那白衣少年似乎是发现自己吓到了对方,连忙抱拳致歉,“抱歉,是我过于唐突了,吓到了周公子,若是不嫌,还请去府中一叙,我好补偿公子。”
周生微微皱眉,自己明明与对方是第一次见面,他是如何知道自己的身份的?
面对白衣公子的邀请,周生却是拱手道,“抱歉陆公子,我现在要事在身,改日再来府中与公子闲聊。”
陆清叹了口气,“实在是可惜,我还想与周公子聊聊唱戏时的感受呢。”
周生仔细看了看陆清的面貌,他脸上除了微笑以外,什么都没有,根本看不出对方的想法。
陆清咳了两下,又用手捏了下嗓子,“周公子,我平常也会练习唱戏,不如我唱两句,周公子指点一下?看看我有没有当阴戏师的天赋。”
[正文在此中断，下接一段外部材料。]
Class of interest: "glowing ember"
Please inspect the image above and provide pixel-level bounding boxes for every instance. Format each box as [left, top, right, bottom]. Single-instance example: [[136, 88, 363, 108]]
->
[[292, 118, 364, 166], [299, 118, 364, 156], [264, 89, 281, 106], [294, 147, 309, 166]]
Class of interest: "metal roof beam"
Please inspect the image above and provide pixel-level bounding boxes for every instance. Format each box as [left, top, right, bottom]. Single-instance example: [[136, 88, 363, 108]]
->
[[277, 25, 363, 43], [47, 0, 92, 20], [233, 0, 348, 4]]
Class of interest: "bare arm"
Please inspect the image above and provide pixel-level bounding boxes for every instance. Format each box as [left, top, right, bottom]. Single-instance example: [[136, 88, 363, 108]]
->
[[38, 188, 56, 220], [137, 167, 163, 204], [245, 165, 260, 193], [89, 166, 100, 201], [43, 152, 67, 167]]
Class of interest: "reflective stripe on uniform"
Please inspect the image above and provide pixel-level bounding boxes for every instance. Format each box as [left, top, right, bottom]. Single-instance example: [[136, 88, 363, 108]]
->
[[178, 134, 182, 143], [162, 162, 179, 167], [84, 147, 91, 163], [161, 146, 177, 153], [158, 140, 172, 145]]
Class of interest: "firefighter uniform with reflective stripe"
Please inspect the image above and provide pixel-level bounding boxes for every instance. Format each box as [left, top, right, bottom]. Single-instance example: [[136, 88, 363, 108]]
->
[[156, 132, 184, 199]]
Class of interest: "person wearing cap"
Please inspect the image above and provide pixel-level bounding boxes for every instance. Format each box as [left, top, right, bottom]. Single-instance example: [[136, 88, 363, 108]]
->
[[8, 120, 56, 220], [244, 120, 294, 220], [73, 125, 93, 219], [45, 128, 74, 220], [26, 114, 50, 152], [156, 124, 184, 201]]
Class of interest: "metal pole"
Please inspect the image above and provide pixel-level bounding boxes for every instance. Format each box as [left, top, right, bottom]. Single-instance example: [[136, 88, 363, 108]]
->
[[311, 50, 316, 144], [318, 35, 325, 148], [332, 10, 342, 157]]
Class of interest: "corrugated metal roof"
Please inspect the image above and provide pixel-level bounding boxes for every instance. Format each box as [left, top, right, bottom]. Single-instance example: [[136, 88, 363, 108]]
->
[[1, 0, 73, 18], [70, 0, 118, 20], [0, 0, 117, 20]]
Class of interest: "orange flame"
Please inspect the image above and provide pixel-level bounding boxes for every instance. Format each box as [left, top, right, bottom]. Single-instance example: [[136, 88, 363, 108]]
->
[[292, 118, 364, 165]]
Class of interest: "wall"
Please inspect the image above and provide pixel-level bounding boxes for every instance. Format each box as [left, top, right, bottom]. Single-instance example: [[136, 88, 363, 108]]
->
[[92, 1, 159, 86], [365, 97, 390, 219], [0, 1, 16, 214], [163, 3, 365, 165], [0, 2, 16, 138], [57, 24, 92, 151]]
周生摆了摆手,打断了刚要开口开唱的陆清,他心底有个疑问,因此并不打算绕弯,选择了有话直说,“我与公子第一次见面,陆公子如何得知我的身份?”
陆清微微一愣,似乎没想到周生会问这个问题,开口解释道:“午夜周公子破台时,我的下人正好在戏班打下手,并回来告诉了我,我这才得知公子身份。”
周生在对方说话时,仍旧一直盯着对方,直到对方话音落下,也没有发现什么说谎的痕迹。
陆清见周生并未开口说话,便继续说道:
“周公子,听说你昨夜的包公犹如请到了本人一般,而我却未见到,这实在是太可惜了,于是我刚才擅作主张,邀请戏班来陆家大院,再次唱窦娥冤,不知公子可否赏脸,再扮一次包公,满足我的心愿?至于银两,百两白银,如何?”
一百两白银很多,多到如果只花到吃喝上,够花个小十年了。
可周生并未心动,因为他现在只想去找到城隍,问清楚那些鬼魂到底是怎么回事,完全没心思去给这什么公子唱戏。
于是周生便对着陆清摇了摇头,“陆公子,唱戏一事,改日再说吧,先告辞了。”
说完后,周生便头也不回地离开了。
陆清看着周生离去的背影,轻笑一声,接着回到了摊位,继续亲手给百姓们盛粥。
此时一位身着黑衣的侍从走了过来,刚准备开口,陆清便伸手制止了他。
陆清看了眼并未走远的周生,接着又盛了碗粥,递给眼前估摸着十一二岁的少女,“小心烫哦!”